GDP per capita and human development indicators are above those of other countries in the same category, Fitch noted in a press release published on Friday, 1 March. However these factors are countered by budget and current account deficits higher than other countries in the same category, a modest track record of fiscal consolidation, increased budget rigidities and a high external debtor position, Fitch wrote.
Romania’s budget deficit in 2023 was almost unchanged year-on-year, at 6.1% of GDP, well above the government’s initial target of 4.4% of GDP, Fitch analysts wrote.
“We have revised up the deficit path over the medium term in light of the less favourable starting position and the significant legislated pension increases in January and September 2024 with an estimated impact of 1.8% of GDP fiscal easing in 2025,” the analysts said.
Fitch forecasts that Romania will record a government deficit of 6% of GDP in 2024 and one of 6.4% in 2025. “We expect significant fiscal consolidation over the medium term, helped by the reintroduction of European fiscal rules, even if there are significant downside risks, given current uncertainties over post-election fiscal plans and recent fiscal slippage has negatively affected policy credibility,” Fitch analysts added.

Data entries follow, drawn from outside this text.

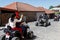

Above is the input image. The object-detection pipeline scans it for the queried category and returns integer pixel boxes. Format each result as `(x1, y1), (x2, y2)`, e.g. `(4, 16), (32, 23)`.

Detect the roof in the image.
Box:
(38, 7), (54, 14)
(4, 2), (44, 11)
(0, 7), (16, 11)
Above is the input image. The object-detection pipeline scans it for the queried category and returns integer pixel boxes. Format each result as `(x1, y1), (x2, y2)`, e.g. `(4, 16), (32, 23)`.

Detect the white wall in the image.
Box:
(36, 12), (45, 20)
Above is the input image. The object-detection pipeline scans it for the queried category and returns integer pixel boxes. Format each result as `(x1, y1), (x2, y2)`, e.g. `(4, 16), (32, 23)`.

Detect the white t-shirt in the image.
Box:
(6, 18), (22, 28)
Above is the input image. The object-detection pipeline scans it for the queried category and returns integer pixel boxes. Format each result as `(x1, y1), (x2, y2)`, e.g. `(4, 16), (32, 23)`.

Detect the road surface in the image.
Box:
(0, 20), (60, 40)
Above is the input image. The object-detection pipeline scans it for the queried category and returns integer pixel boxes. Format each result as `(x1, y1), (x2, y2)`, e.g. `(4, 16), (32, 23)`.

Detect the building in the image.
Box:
(50, 5), (60, 12)
(0, 2), (53, 25)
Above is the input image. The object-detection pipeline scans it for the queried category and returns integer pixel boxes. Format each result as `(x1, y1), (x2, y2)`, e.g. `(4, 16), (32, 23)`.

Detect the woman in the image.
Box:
(6, 14), (24, 38)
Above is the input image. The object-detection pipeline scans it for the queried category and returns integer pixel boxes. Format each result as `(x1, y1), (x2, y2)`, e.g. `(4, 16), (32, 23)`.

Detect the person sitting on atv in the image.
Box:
(43, 14), (49, 22)
(6, 14), (24, 38)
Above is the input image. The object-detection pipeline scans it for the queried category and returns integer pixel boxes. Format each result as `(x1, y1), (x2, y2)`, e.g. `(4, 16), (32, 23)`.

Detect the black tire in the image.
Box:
(36, 23), (38, 26)
(12, 37), (20, 40)
(0, 35), (5, 40)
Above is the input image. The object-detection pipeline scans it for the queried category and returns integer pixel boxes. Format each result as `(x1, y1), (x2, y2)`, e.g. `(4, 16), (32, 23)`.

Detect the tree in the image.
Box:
(49, 6), (54, 9)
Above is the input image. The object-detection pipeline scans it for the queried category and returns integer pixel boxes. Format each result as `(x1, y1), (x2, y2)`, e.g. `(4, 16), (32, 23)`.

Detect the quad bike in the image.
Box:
(0, 25), (33, 40)
(36, 18), (50, 27)
(54, 17), (59, 21)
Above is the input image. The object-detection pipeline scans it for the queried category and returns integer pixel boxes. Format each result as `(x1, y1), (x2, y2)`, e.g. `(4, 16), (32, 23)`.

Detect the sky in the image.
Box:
(0, 0), (60, 9)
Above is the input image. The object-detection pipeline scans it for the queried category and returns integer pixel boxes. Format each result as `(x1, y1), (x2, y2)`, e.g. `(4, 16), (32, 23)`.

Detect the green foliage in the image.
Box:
(55, 12), (60, 14)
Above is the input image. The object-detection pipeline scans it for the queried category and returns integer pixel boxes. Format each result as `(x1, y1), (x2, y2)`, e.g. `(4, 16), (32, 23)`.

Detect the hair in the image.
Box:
(11, 14), (16, 22)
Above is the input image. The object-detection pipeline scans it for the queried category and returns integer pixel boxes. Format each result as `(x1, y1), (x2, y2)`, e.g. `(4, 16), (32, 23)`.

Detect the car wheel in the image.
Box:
(12, 37), (20, 40)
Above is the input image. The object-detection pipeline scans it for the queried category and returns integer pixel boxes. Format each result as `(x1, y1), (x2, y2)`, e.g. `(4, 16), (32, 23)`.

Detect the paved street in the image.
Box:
(0, 20), (60, 40)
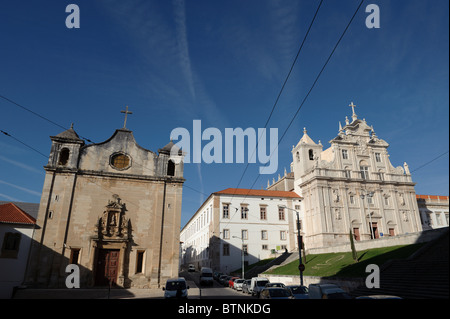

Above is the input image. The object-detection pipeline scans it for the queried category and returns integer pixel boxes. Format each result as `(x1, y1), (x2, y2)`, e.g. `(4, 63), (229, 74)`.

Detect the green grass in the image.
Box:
(267, 244), (423, 277)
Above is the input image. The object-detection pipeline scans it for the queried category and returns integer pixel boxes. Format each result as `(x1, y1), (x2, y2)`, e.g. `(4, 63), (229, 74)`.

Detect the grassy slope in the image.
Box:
(267, 244), (423, 277)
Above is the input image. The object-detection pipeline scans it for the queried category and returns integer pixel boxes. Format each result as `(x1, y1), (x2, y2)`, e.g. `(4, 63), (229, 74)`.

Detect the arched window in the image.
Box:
(167, 160), (175, 176)
(58, 148), (70, 166)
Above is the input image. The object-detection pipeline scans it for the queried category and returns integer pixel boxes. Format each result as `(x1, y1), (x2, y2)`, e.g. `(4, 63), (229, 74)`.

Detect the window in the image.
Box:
(259, 206), (267, 220)
(136, 250), (145, 274)
(167, 160), (175, 176)
(342, 150), (348, 159)
(360, 166), (369, 179)
(242, 245), (248, 256)
(110, 153), (130, 170)
(278, 207), (284, 220)
(222, 244), (230, 256)
(241, 206), (248, 219)
(350, 195), (355, 204)
(58, 148), (70, 166)
(222, 204), (230, 218)
(344, 166), (351, 178)
(69, 248), (80, 265)
(375, 153), (381, 163)
(261, 230), (268, 240)
(1, 233), (21, 258)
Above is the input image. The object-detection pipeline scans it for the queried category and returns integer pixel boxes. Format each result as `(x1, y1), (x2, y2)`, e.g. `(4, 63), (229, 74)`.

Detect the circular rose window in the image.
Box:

The rating agency also expects the Romanian economy to register growth of 3% in 2024 and 2025, after slowing to 2% in 2023.
Important engines of growth and investments in the medium term remain large inflows of European funds, including the cohesion and the recovery and resilience funds as well as the new multi-annual 2021-27 financial framework. EU funds would up Romania’s potential for economic growth, accelerating recovery to EU level, according to Fitch.
Among risks that could lead to a downgrading of Romania’s rating, Fitch cites a failure in medium-term fiscal consolidation, leading to increased public debt in proportion to gross domestic product (GDP). Conversely, a sustained budget deficit reduction could improve Romania’s sovereign rating.